I am not the most photogenic of people. Let’s be honest, I’m not the most people of people. And when someone advances on me with a camera, my reaction is either to scowl or pull a silly face. On occasions, however – usually on pain of death – I have to behave.

Gollanczfest was one of those occasions. The lovely team at Lawrie Photography were hired to ‘do’ several of the authors that day (oh, I hope they were paid well, for we are an ornery bunch), and of the several hundred they took of me, four were deemed suitable for public consumption, and two of which I’m going to share with you now.

There’s this one:

Which is very authorial. I even have my authorial jacket on (it’s one of two jackets I own, and the other is my hatch/match/dispatch suit, which is way too formal for slumming it in a bookshop).

I sort of like this. It’s recognisably me. I’m creased, and grey, and I’ve got my specs on, and you can see that I’ve lived in this frame for fifty-odd years. Which is okay, because I have. I’ve earned the lines, the scars, the bags. Maybe it’s a bloke thing, but I don’t know: I’m at the point now where I find older faces are interesting.

The other two from this suite are even more authorial, but I find them a bit generically authorial. It’s the same head shot that everyone has, the same expression, the same to-camera gaze. This one, with my head on a slight tilt? Okay. I can live with this.

 

 

 

Then there’s this one:

 

When I saw this, I joked it was my “I’m about to shank the photographer” expression. We had been at it for about half an hour by this point, me and Lawries, getting me to stand like this, look that way, hold my head just so, shoulders down, neck forward, chin down. I did what I was told, because I’m a pro and I don’t diss the other members of the team, but I didn’t know what it was they were looking for, and maybe they didn’t either.

We tried several versions of this, facing left, facing right, glasses on/off, jacket on/off. Do I look dangerous in this?

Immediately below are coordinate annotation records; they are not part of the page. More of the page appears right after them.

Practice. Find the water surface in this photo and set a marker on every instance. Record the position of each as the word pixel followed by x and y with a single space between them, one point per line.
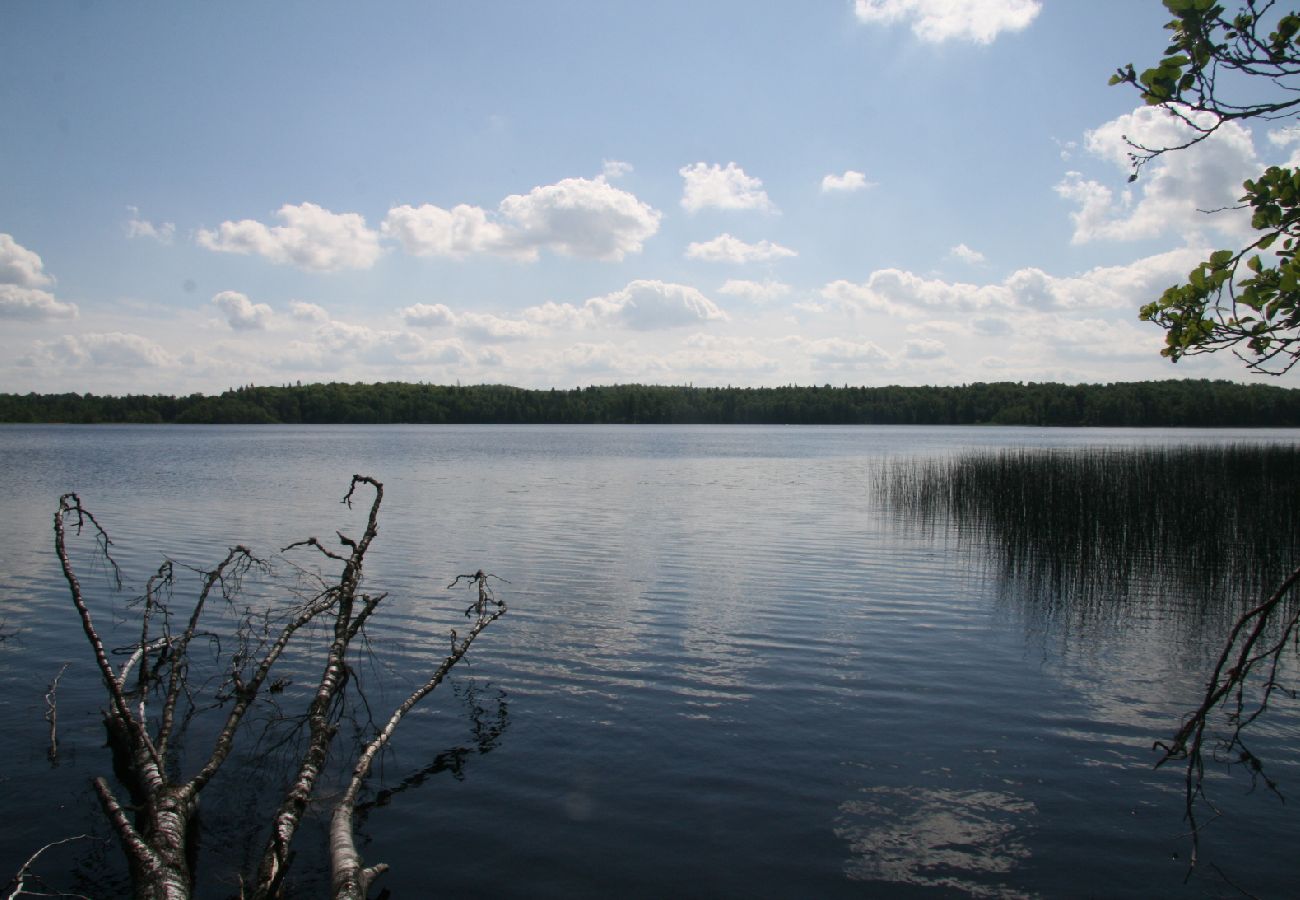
pixel 728 667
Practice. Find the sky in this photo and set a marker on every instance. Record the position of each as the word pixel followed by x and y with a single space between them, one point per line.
pixel 198 197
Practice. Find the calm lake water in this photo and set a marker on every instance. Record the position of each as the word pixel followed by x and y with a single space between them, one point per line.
pixel 728 670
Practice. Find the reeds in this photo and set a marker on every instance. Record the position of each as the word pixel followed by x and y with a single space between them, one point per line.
pixel 1217 523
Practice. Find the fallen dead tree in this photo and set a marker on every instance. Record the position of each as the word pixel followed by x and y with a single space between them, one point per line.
pixel 150 699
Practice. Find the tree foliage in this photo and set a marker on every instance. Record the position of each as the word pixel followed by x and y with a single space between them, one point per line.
pixel 1225 66
pixel 1194 403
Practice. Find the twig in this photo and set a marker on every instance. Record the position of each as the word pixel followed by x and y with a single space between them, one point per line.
pixel 21 877
pixel 52 714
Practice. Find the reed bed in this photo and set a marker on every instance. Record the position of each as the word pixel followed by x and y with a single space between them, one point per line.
pixel 1220 524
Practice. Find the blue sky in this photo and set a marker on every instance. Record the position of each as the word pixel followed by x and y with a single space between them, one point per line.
pixel 558 194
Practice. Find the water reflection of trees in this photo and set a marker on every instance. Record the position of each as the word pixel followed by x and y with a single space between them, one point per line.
pixel 1086 529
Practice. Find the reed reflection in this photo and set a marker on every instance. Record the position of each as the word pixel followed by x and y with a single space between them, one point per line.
pixel 1083 529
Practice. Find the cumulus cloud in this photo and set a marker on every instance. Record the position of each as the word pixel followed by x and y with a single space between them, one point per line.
pixel 108 349
pixel 757 291
pixel 641 306
pixel 486 327
pixel 429 230
pixel 33 304
pixel 312 238
pixel 727 249
pixel 141 228
pixel 841 353
pixel 1173 189
pixel 477 325
pixel 967 255
pixel 936 21
pixel 303 311
pixel 242 314
pixel 580 217
pixel 428 315
pixel 333 345
pixel 585 217
pixel 22 276
pixel 651 304
pixel 20 265
pixel 614 168
pixel 718 187
pixel 924 349
pixel 908 294
pixel 849 181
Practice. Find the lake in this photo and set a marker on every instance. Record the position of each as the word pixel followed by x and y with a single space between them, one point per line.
pixel 729 669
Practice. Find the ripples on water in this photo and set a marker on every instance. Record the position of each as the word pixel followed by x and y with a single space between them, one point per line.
pixel 728 669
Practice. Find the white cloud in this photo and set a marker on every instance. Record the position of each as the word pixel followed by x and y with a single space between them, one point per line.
pixel 640 306
pixel 651 304
pixel 1171 190
pixel 580 217
pixel 109 350
pixel 906 294
pixel 486 327
pixel 841 353
pixel 477 325
pixel 20 265
pixel 141 228
pixel 924 349
pixel 614 168
pixel 22 275
pixel 555 315
pixel 714 186
pixel 757 291
pixel 849 181
pixel 242 314
pixel 936 21
pixel 991 325
pixel 429 230
pixel 1105 288
pixel 312 238
pixel 303 311
pixel 425 315
pixel 33 304
pixel 727 249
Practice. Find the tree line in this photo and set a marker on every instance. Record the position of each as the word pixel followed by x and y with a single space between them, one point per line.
pixel 1143 403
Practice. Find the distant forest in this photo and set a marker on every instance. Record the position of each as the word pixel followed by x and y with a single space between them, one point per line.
pixel 1144 403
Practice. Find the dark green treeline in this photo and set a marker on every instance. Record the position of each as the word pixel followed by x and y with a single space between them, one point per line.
pixel 1147 403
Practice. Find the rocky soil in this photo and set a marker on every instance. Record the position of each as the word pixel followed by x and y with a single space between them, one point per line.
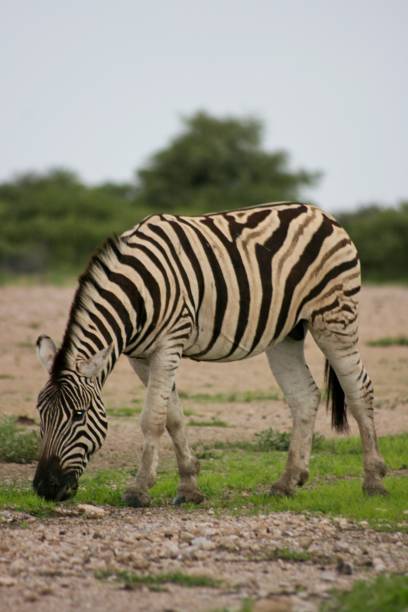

The slight flush of the skin, the slight raise of the corner of my mouth, the unshielded glare of my uncorrected vision (even though the camera was close enough that I could still see it). There is a hint of motion in this that the other doesn’t have, like I’m just setting off. It is definably me, yet I don’t quite recognise all aspects of myself.

 

Ultimately, it’s not up to me. Marketing will get to decide what gets slapped on publicity that comes from them. I kind of hope they go for the bottom one, will be happy with the top one, and who knows? It may be neither. But it was an interesting experience – a first, in fact – and kudos to the Lawries, who knew what they were doing after all.